Last year was defined by a major pipeline constriction. There was 269.9M SF in the pipeline in Q3 2025 after 213M SF was delivered year to date, according to Cushman & Wakefield. Those numbers were down from 309.3M SF and 335.8M SF in Q3 2024.
Because of this, First American's Snyder expects the sector’s vacancy rate to finally start falling nationwide after it has risen consistently since 2022.
“I think we’re very close to peak vacancy overall,” Snyder said.
“I don’t expect large-box vacancies to rise much beyond 10%,” he added.
The metric for spaces 500K SF and larger sat at 9.9% in Q3 2025, according to Cushman.

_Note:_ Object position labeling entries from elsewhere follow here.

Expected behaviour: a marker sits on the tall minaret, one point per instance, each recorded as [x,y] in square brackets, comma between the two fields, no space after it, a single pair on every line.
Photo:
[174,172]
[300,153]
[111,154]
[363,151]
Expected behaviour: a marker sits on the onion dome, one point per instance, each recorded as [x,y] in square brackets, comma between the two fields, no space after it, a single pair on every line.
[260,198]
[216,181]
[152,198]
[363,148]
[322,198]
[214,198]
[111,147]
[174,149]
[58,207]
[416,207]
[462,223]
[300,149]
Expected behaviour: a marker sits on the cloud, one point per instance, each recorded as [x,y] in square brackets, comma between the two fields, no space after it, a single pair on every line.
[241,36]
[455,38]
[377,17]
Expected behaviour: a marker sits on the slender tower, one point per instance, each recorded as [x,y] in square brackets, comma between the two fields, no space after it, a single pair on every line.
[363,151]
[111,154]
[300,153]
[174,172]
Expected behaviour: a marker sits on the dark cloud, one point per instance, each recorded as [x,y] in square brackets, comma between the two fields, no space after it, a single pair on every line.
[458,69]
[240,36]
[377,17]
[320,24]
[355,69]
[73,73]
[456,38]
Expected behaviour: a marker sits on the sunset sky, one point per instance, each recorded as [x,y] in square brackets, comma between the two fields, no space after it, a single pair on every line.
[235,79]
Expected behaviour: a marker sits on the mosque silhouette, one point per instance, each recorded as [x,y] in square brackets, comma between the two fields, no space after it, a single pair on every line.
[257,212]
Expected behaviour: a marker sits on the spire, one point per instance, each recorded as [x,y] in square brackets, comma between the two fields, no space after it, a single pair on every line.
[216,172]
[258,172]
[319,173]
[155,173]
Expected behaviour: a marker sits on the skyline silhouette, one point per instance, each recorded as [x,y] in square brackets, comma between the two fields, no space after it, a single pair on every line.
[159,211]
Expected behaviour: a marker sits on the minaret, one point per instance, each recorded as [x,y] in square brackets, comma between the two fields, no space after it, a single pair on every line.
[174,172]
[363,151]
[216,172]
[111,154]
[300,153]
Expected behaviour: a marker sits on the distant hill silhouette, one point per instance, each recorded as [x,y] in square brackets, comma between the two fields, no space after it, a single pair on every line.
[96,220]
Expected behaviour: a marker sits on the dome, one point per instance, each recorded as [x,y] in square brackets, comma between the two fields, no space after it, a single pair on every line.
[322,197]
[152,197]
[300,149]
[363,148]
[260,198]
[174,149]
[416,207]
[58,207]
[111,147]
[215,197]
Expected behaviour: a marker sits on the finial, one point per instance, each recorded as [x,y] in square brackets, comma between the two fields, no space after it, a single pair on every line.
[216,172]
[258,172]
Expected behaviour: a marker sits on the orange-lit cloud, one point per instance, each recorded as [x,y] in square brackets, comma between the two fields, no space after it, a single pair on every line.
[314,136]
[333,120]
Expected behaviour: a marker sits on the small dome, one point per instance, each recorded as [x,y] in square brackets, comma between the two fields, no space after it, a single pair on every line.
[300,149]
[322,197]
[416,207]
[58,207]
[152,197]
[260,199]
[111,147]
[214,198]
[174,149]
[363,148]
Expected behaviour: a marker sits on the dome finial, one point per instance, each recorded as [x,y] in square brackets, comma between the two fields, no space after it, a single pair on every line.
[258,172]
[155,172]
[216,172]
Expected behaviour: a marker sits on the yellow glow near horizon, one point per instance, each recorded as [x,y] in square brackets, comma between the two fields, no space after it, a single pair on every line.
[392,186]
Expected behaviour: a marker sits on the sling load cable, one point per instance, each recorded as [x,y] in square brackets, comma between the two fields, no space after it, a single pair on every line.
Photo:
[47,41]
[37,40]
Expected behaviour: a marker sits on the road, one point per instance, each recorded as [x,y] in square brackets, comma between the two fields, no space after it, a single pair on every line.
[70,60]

But that doesn’t necessarily mean rents are suddenly going to rally. The analyst expects flat or potentially negative growth for large bay properties.
Asking rents for spaces above 150K SF fell 4.3% from $12.51 to $11.97 per square foot between 2023 and last year, according to a CompStak report published in July. The metric only fell by 3 cents between 2024 and 2025.
Small bay properties remain in short supply, but Snyder isn’t expecting a construction wave in that corner of the market, which provides slimmer margins for speculative builders. Even there, he is only anticipating single-digit rent growth.
Spending Decline Will Hit Mid-Market Retail
Credit card debt hit a record $1.23T last quarter, up from about $810B in Q3 2020, according to the Federal Reserve Bank of New York
Retail consultant Kate Newlin believes many consumers delayed their inevitable financial woes until January so they wouldn't ruin their holiday season. When their bills and debt resurface in the new year, she thinks spending will contract, leading to a hard 2026 for retail landlords.
“Right now, I doubt that expansion is on anybody’s to-do list in retail,” Newlin said of users.
The economy she described as “K-shaped” will offer some hope for luxury brands and bargain outlets like TJ Maxx and Dollar Tree. But Newlin believes a broad swath of middle-market retailers and restaurants like Kohl’s and Outback Steakhouse will close locations in 2026 as consumer spending dries up.
A wave of closures and brand consolidations could lead investors to pull back from the retail sector as landlords are forced to renegotiate leases to avoid vacancies, she said. While these will likely include concessions in the short term, Newlin believes most of these arrangements will be amortized so owners make at least some of their money back in the long term.